Dr. iur. Fabian Brand, RA

Foto Fabian Brand

Senior Academic Assistant

T +41 41 229 53 38
fabian.brand@unilu.ch

Frohburgstrasse 3, Room 4.B23 

CV

Fabian Brand grew up in Luxembourg, where he completed his secondary education with the Baccalauréat européen at the European School of Luxembourg. He went on to study Law and Philosophy at the Universities of Tübingen and Freiburg, as well as at the University of Istanbul.

After passing the First State Examination in Law (Erstes Staatsexamen, J.D./ Master’s degree equivalent) in 2017, he worked as a research assistant at the Institute for Legal History and Comparative Legal History, Dep. of German Legal History under Professor Dr. Frank L. Schäfer, LL.M. (Cambridge). He then completed his legal traineeship (Referendariat) at the Higher Regional Court of Karlsruhe in 2019, with placements including the Department for Sexual Offences at the Public Prosecutor’s Office in Freiburg, the Fraud Prevention and Analysis Unit of the European Anti-Fraud Office (OLAF) in Brussels, and the German Embassy in Belgrade, where he was involved in matters of military and international criminal law.

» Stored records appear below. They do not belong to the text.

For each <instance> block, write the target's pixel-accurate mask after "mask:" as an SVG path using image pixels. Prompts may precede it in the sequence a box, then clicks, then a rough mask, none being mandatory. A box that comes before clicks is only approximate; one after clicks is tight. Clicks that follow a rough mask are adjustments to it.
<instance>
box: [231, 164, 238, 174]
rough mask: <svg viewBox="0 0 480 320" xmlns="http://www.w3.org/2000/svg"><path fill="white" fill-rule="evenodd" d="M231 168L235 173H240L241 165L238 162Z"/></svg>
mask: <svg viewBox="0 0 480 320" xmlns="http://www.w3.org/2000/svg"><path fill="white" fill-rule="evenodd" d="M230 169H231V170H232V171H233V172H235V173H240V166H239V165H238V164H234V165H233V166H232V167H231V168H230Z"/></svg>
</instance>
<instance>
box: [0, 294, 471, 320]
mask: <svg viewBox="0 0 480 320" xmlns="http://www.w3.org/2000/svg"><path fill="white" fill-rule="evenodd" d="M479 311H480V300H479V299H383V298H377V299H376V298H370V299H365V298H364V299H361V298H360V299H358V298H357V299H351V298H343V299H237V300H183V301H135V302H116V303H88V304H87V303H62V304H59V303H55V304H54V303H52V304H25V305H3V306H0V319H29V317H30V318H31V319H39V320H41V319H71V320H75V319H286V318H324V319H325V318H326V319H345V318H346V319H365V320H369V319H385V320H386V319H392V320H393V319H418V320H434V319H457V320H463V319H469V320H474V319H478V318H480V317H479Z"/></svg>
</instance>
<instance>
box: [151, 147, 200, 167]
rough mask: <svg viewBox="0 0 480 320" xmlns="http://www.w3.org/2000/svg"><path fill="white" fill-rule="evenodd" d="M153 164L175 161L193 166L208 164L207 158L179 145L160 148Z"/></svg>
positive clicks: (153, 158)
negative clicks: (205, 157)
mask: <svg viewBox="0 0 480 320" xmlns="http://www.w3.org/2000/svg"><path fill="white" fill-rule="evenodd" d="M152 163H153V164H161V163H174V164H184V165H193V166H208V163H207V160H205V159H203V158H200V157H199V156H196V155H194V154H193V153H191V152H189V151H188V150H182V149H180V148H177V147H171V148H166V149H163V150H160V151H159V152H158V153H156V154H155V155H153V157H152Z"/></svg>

Following the Second State Examination and admission to the German Bar, Fabian served as a research assistant at the Chair of Professor Dr. Andreas Eicker from January 2020 to May 2025. From August 2021 to April 2022, he also worked as a legal officer for German-speaking legal systems at the Swiss Institute of Comparative Law in Lausanne.

In May 2025, he was awarded his doctorate for the dissertation entitled: «Criminal Law, Culpability, and Mistake of Law. On the Mistake of Law in German and Swiss Criminal Law from the perspectives of legal doctrine, legal philosophy, and state theory. A contribution to the foundations and limits of a moralist approach to criminal law».

Since June 2025, Fabian has been working as a Senior Research Associate and postdoctoral fellow (Habilitand) at the Chair of Professor Dr. Andreas Eicker. His research focuses on the intersection of criminal law, constitutional theory, legal philosophy, and comparative law.